Speaker
Description
The emergence of COVID-19 and recent zoonotic outbreaks highlight the need of early pathogen detection, thus the development of quick and reliable diagnostic strategies. In this study, we developed an agnostic and cost-effective unbiased sequence-independent enrichment (USIE) protocol for the complete genome sequencing of circular DNA viruses.
DNA extracts from different hosts and biological samples are enriched by multiply primed rolling circle amplification (RCA).

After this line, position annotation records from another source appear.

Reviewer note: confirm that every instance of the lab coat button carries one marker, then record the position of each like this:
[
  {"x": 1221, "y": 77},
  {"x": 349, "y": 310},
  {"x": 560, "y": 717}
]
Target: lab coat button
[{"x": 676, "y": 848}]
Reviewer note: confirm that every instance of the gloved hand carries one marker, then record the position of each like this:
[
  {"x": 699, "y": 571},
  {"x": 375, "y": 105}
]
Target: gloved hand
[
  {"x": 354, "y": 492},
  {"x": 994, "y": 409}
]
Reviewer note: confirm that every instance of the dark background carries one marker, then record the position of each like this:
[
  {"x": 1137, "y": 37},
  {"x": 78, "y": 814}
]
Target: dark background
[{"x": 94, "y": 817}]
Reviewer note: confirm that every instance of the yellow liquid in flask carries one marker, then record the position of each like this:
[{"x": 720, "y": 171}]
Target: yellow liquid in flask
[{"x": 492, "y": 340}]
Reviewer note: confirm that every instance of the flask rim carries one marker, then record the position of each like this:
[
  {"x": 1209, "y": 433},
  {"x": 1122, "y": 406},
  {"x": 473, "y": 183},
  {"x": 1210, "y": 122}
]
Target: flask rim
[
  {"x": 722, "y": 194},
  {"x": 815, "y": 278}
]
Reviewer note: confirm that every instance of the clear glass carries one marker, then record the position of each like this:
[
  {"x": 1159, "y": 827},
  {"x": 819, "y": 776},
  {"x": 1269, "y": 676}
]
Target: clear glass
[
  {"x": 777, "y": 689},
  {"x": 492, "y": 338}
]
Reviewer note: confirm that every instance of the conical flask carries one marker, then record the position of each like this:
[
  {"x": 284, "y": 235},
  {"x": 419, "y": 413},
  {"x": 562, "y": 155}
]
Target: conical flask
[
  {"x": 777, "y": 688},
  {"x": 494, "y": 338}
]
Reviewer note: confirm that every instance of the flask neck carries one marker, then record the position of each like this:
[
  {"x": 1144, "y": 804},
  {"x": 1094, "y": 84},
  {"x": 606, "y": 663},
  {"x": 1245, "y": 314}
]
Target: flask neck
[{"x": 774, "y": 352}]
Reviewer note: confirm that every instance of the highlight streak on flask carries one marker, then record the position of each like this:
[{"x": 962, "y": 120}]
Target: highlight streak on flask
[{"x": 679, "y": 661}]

RCA products are debranched using T7 endonuclease and used as input for libraries and sequencing by Oxford Nanopore Technology™. The generated reads are analyzed using different metaviromic tools and customized pipelines.
Thus far, this diagnostic strategy has been successfully used for the complete genome sequencing and discovery of the following viruses; hepadnaviruses in domestic dogs (Diakoudi et al, 2022), Iberian lynxes (Diakoudi et al., 2025), and passerine birds (unpublished data), emerging papillomaviruses in horses (unpublished data), several CRESS DNA viruses in cats (Vasinioti et al., 2023), squamates (Capozza et al, 2022), Iberian lynxes (Castro-Scholten et al., 2024), and wolves (unpublished data), and avian polyomaviruses (unpublished data).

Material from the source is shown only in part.